The server dumps a state-of-the-program at regular intervals to protect against powerfailures and/or crashes.
He argued that the program requires a Database and i should use cronjobs to update the data. I can store movement information by storing startpoint, endpoint and speed and update the position in the cronjob (and calculate collisions with other objects there) by calculating direction and speed.
His reasons:
Requires more CPU & Memory because it runs constantly.
Powerfailures/Crashes might destroy data.
Databases are faster.
My reasons against this are mostly:
Not very precise as events can only occur at full minutes (wouldn't be that bad though).
Requires (possibly costly) transformation of data on every run from relational data to objects.
RDBMS are a general solution for a specialized problem so a specialized solution should be more efficient.
Powerfailures (or other crashes) can leave the Data in an undefined state with only partially updated data unless (possibly costly) precautions (like transactions) are taken.
What are your opinions about that?
Which arguments can you add for any side?
Databases are not faster. How silly... How can a database be faster than writing a custom data structure and storing it in memory ?? Databases are Generalized tools to persist data to disk for you so you don't have to write all the code to do that yourself. Because they have to address the needs of numerous disparate (and sometimes inconsistent) business functions (Persistency (Durability), Transactional integrity, caching, relational integrity, atomicity, etc. etc. ) and do it in a way that protects the application developer from having to worry about it so much, by definition it is going to be slower. That doesn't necessarilly mean his conclusion is wrong however.
Each of his other objections can be addressed by writing the code to address that issue yourself... But you see where that is going... At some point, the development efforts of writing the custom code to address the issues that are important for your application outweigh the performance hit of just using a database - which already does all that stuff out of the box... How many of these issues are important ? and do you know how to write the code necessary to address them ?

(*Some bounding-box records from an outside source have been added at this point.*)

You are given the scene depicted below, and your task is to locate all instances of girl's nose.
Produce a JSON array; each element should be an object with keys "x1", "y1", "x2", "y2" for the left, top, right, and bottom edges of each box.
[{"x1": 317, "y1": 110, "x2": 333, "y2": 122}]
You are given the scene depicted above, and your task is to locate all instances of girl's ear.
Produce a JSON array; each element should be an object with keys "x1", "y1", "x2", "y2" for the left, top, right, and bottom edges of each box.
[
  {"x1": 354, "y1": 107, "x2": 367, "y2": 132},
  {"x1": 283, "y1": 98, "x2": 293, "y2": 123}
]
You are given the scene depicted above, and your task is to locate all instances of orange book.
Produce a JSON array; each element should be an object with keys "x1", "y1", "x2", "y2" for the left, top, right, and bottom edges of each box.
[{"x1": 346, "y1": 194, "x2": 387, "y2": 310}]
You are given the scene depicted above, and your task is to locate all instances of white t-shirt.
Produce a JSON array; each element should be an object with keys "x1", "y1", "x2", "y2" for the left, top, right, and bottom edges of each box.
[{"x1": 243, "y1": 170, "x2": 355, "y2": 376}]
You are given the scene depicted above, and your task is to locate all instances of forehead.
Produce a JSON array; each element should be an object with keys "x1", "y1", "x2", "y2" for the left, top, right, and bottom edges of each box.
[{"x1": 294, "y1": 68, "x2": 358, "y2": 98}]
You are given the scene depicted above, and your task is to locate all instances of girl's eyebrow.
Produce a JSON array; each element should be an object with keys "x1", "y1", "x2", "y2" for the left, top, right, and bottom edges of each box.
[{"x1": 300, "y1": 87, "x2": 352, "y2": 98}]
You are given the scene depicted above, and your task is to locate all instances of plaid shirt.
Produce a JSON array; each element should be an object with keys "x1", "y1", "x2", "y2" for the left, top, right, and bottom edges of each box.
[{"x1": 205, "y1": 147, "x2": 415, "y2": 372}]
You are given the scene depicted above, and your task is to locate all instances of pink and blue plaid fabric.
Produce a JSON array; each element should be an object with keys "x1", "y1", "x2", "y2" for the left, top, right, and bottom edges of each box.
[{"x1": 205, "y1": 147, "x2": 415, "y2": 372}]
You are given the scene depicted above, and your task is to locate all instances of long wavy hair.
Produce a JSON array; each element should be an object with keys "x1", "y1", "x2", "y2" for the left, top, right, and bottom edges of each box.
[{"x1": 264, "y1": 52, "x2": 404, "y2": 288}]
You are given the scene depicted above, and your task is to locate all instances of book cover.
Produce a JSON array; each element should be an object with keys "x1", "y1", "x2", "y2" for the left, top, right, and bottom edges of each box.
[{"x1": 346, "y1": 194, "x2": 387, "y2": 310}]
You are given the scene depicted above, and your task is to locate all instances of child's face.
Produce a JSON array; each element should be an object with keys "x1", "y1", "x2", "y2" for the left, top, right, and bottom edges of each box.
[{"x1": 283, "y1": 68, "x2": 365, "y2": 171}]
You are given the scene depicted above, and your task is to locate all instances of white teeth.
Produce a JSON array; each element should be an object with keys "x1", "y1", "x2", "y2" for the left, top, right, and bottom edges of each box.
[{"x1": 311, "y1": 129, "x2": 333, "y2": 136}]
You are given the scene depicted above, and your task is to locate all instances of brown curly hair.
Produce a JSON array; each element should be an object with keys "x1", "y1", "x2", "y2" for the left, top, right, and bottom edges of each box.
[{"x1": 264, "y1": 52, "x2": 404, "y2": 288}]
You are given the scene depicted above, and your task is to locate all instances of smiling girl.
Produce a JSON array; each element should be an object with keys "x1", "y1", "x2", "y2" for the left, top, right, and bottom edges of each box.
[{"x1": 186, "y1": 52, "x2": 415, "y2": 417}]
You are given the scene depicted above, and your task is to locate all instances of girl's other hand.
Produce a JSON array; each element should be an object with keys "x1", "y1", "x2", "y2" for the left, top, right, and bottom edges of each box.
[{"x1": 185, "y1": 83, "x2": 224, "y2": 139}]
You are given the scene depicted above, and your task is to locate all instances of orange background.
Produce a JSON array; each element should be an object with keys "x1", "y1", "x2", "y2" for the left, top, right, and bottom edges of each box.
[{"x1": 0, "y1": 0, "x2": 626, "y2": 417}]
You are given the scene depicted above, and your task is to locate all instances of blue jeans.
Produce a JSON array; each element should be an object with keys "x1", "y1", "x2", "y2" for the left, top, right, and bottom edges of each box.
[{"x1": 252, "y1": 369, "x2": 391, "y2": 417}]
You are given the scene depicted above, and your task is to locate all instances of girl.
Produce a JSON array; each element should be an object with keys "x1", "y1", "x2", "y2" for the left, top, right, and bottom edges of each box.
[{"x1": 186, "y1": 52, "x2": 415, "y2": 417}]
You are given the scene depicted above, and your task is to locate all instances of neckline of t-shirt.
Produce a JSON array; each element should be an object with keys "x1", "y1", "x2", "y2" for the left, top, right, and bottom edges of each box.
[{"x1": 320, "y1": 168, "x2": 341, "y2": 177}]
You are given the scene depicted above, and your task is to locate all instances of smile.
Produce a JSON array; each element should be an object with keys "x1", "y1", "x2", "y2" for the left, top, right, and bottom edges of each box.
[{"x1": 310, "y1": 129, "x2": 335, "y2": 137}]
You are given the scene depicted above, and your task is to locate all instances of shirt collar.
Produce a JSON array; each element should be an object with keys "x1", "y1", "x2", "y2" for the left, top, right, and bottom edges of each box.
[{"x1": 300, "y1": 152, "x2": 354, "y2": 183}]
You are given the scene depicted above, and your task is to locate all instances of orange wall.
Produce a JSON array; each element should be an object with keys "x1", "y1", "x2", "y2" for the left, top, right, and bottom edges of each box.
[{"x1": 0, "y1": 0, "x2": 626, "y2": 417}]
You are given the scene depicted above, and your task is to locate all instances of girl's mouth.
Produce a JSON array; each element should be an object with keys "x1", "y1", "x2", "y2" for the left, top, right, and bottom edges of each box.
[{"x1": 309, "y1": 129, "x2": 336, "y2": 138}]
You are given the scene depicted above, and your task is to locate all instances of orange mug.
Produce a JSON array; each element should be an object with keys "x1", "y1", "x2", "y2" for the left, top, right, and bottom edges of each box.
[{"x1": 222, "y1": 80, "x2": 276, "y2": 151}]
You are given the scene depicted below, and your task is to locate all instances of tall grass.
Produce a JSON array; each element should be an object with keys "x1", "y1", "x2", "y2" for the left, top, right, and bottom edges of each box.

From what you've described here, I'd say your solution does seem to be the better option. You say it runs once a minute, but how long does it take to run? If only a few seconds, then the transformation to relational data would likely be inconsequential, as would any other overhead. most of this would take likely 30 seconds. This is assuming, again, that the program is quite small.

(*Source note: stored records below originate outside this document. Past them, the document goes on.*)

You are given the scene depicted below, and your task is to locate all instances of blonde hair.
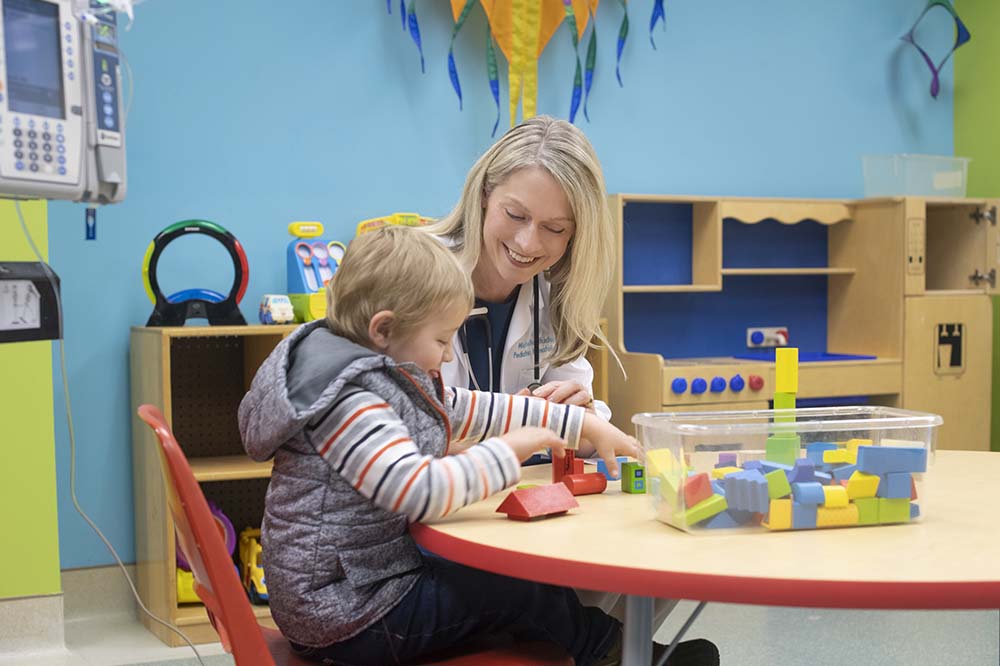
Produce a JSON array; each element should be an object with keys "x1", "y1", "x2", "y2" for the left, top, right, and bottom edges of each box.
[
  {"x1": 424, "y1": 116, "x2": 615, "y2": 366},
  {"x1": 326, "y1": 226, "x2": 474, "y2": 346}
]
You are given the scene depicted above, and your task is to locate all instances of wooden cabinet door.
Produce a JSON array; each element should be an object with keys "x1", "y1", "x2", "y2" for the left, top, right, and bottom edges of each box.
[{"x1": 903, "y1": 294, "x2": 993, "y2": 451}]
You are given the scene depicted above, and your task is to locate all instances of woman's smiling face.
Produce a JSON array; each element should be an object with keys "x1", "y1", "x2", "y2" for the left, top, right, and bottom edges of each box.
[{"x1": 472, "y1": 167, "x2": 576, "y2": 301}]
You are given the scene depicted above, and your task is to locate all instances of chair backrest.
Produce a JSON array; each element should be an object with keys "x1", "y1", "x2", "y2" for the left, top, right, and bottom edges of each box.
[{"x1": 139, "y1": 405, "x2": 274, "y2": 666}]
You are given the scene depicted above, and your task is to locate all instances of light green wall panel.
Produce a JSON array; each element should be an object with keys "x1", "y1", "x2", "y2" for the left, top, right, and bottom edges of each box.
[
  {"x1": 0, "y1": 200, "x2": 61, "y2": 598},
  {"x1": 955, "y1": 0, "x2": 1000, "y2": 451}
]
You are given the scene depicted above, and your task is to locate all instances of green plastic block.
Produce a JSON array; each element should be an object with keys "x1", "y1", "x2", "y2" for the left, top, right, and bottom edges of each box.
[
  {"x1": 674, "y1": 495, "x2": 728, "y2": 525},
  {"x1": 764, "y1": 435, "x2": 802, "y2": 465},
  {"x1": 878, "y1": 497, "x2": 910, "y2": 525},
  {"x1": 621, "y1": 462, "x2": 646, "y2": 495},
  {"x1": 854, "y1": 497, "x2": 880, "y2": 525},
  {"x1": 764, "y1": 469, "x2": 792, "y2": 499}
]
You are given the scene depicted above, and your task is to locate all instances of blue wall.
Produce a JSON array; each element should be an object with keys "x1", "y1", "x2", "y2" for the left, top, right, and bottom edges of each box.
[{"x1": 50, "y1": 0, "x2": 952, "y2": 568}]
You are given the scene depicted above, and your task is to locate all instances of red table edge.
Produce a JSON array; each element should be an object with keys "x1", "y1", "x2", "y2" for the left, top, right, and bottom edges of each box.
[{"x1": 410, "y1": 523, "x2": 1000, "y2": 610}]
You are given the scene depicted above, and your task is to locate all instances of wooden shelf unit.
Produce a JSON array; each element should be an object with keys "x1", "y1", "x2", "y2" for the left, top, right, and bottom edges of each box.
[
  {"x1": 130, "y1": 326, "x2": 295, "y2": 646},
  {"x1": 604, "y1": 194, "x2": 1000, "y2": 450}
]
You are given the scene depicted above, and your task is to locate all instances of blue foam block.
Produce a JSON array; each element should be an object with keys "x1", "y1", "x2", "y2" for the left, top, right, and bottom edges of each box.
[
  {"x1": 792, "y1": 481, "x2": 826, "y2": 504},
  {"x1": 858, "y1": 446, "x2": 927, "y2": 475},
  {"x1": 878, "y1": 472, "x2": 911, "y2": 499},
  {"x1": 792, "y1": 500, "x2": 822, "y2": 530}
]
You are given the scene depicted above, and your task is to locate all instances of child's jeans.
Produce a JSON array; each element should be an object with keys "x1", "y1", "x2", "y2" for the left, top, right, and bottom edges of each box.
[{"x1": 292, "y1": 552, "x2": 621, "y2": 666}]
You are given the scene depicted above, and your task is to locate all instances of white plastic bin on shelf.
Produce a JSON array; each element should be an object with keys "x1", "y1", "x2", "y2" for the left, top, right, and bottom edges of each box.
[
  {"x1": 632, "y1": 406, "x2": 942, "y2": 532},
  {"x1": 862, "y1": 154, "x2": 969, "y2": 198}
]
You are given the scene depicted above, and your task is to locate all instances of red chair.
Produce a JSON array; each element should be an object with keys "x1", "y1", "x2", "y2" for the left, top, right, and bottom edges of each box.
[{"x1": 139, "y1": 405, "x2": 573, "y2": 666}]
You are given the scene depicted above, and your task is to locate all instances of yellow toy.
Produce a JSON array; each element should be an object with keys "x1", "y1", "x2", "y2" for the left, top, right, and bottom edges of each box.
[
  {"x1": 240, "y1": 527, "x2": 267, "y2": 604},
  {"x1": 355, "y1": 213, "x2": 434, "y2": 236}
]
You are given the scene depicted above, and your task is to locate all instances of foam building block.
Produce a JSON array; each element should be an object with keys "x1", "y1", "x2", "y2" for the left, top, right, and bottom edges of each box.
[
  {"x1": 788, "y1": 458, "x2": 816, "y2": 483},
  {"x1": 764, "y1": 469, "x2": 792, "y2": 499},
  {"x1": 878, "y1": 472, "x2": 913, "y2": 499},
  {"x1": 858, "y1": 446, "x2": 927, "y2": 475},
  {"x1": 878, "y1": 497, "x2": 910, "y2": 524},
  {"x1": 774, "y1": 347, "x2": 799, "y2": 393},
  {"x1": 674, "y1": 495, "x2": 726, "y2": 525},
  {"x1": 806, "y1": 442, "x2": 837, "y2": 467},
  {"x1": 552, "y1": 449, "x2": 576, "y2": 483},
  {"x1": 816, "y1": 504, "x2": 858, "y2": 528},
  {"x1": 497, "y1": 483, "x2": 580, "y2": 520},
  {"x1": 684, "y1": 472, "x2": 714, "y2": 507},
  {"x1": 712, "y1": 467, "x2": 742, "y2": 479},
  {"x1": 792, "y1": 502, "x2": 816, "y2": 530},
  {"x1": 792, "y1": 481, "x2": 826, "y2": 504},
  {"x1": 764, "y1": 435, "x2": 801, "y2": 467},
  {"x1": 823, "y1": 486, "x2": 849, "y2": 509},
  {"x1": 852, "y1": 497, "x2": 880, "y2": 525},
  {"x1": 715, "y1": 451, "x2": 736, "y2": 467},
  {"x1": 562, "y1": 472, "x2": 608, "y2": 495},
  {"x1": 596, "y1": 456, "x2": 628, "y2": 481},
  {"x1": 761, "y1": 499, "x2": 792, "y2": 530},
  {"x1": 621, "y1": 462, "x2": 646, "y2": 495},
  {"x1": 832, "y1": 465, "x2": 858, "y2": 481},
  {"x1": 847, "y1": 470, "x2": 880, "y2": 500}
]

However, if it is larger, and assuming that it will get larger, doing a straight dump is a better method. You might not want to do a full dump every run, but that's up to you, just remember that it could wind up taking a lot of space (same goes if you're using a database).
If you're going to dump the state, you would need to have some sort of a redundancy system in place, along with quasi-transactions. You would want to store several copies, in case something happens to the newest version. Say, the power goes out while you're storing, and you have no backups beyond this half-written one. Transactions, you would need something to tell that the file has been fully written, so if something does go wrong, you can always tell what the most recent successful save was.
Oh, and for his argument of it running constantly: if you have it set to a cronjob, or even a self-enclosed sleep statement or similar, it doesn't use any CPU time when it's not running, the same amount that it would if you're using an RDBMS.
If you're writing straight to disk, then this will be the faster method over a database, and faster retrieval, since, as you pointed out, there is no overhead.
Summary: A database is a good idea if you have a lot of idle processor time or historical records, but if resources are a legitimate concern, then it can become too much overhead and a dump with precautions taken is better.
mySQL can now model spatial data.
http://dev.mysql.com/doc/refman/4.1/en/gis-introduction.html
http://dev.mysql.com/doc/refman/5.1/en/spatial-extensions.html
You could use the database to keep track of world locations, user locations, items locations ect.